There is something I need to disrupt, even in spaces I respect, because respecting something does not mean freezing it in place, and on the little I know of Joe Dispenza’s work, there is a point that has been repeated enough to become almost doctrine: that recalling a traumatic event releases the same stress hormones, that the body relives it, that we must therefore move away from revisiting it in order to heal, and I understand this, I truly do, because the body does respond, chemistry does shift, the nervous system does not always distinguish between past and present when the relationship to the memory is still charged, but what sits beneath that is something far more precise, far more important to name, and that is this—it is not the recall that sustains the stress, it is the relationship to what is being recalled.
Because if recalling alone was the issue, then any memory, joyful or painful, would carry the same weight, and it does not, what differentiates them is not their existence but how they are held, how they are interpreted, how they are integrated, and when a traumatic memory is recalled and the body releases stress hormones, it is not simply because the memory exists, it is because the system has not yet reorganised its relationship to it, the mind has not reframed it, the emotions have not metabolised it, and so the body continues to respond as if it is still under threat, not because it is, but because it has not been taught otherwise.
So yes, the body reacts, but the body is not the origin of the loop, it is the echo, and if the echo is all we focus on, if we attempt to calm the body without addressing the pattern that informs it, we may achieve temporary relief, we may feel lighter, we may feel as though something has shifted, but the pattern remains intact, and what does a pattern do when it is intact—it recreates conditions that match it, not out of punishment, not out of some abstract karma, but out of coherence, because systems seek balance, and if something is unresolved internally, it will find or generate external situations that mirror it, not to harm, but to complete.

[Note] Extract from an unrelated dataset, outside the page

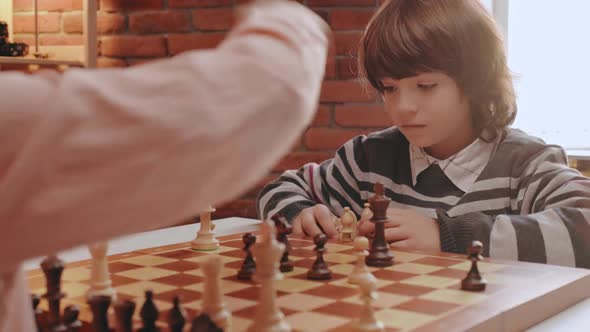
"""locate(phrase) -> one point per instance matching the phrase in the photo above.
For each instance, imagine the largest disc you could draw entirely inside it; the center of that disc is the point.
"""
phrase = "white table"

And this is where the conversation becomes uncomfortable, because we live in a system that does not just contain trauma, it often reinforces and rewards it, it builds identity around it, community around it, validation around it, and so even when we attempt to heal, we are doing so within environments that subtly or overtly pull us back into the same narratives, the same interpretations, the same emotional loops, and in that context, trying to heal purely at the level of the body can become like placing a band-aid over something that requires deeper reconstruction, it may protect the surface, it may reduce immediate discomfort, but it does not address the structure beneath.
Neuroscience and biology already tell us that the mind affects the body, and that the body, in turn, affects the mind, that this is not a one-directional relationship but a loop, and within that loop, partial healing can occur, the body can release tension, the mind can find moments of clarity, the emotions can soften, but unless the pattern itself is understood, unless the relationship is transformed at the level where meaning is made, there remains an internal scar, not always visible, not always active, but present enough to be reactivated, present enough to influence perception, behaviour, and ultimately the environments we find ourselves in.
And when everything around someone has been shaped by limited perspectives, by simplified narratives of what life is and what it should be, it becomes difficult not to interpret everything through that same lens, difficult not to see every experience as confirmation of what has already been internalised, and in that sense, the world begins to look like the cause and the endorser of the very pattern one is trying to move beyond, when in reality it is both a mirror and a field, reflecting what is still active while also offering opportunities, however subtle, to see differently.
So the question is not whether recalling trauma releases stress, it often does, the question is whether we are willing to change the relationship to what is recalled, to move from reliving to understanding, from reacting to integrating, from being carried by the pattern to seeing it clearly enough that it no longer needs to recreate itself, and that is not something the body can complete on its own, it requires the mind to reorganise meaning, the emotions to be felt without avoidance or attachment, and the body to follow a signal that is no longer rooted in threat but in resolution.
Because healing is not the absence of memory, it is the absence of distortion within the memory, and until that distortion is addressed, we can calm the body, we can regulate the system, we can postpone the reaction, but the loop remains, waiting not in the past, but in the present structure of how we relate to it, and only when that shifts does the body truly stop needing to respond, not because it has been told to be quiet, but because there is nothing left that requires its alarm.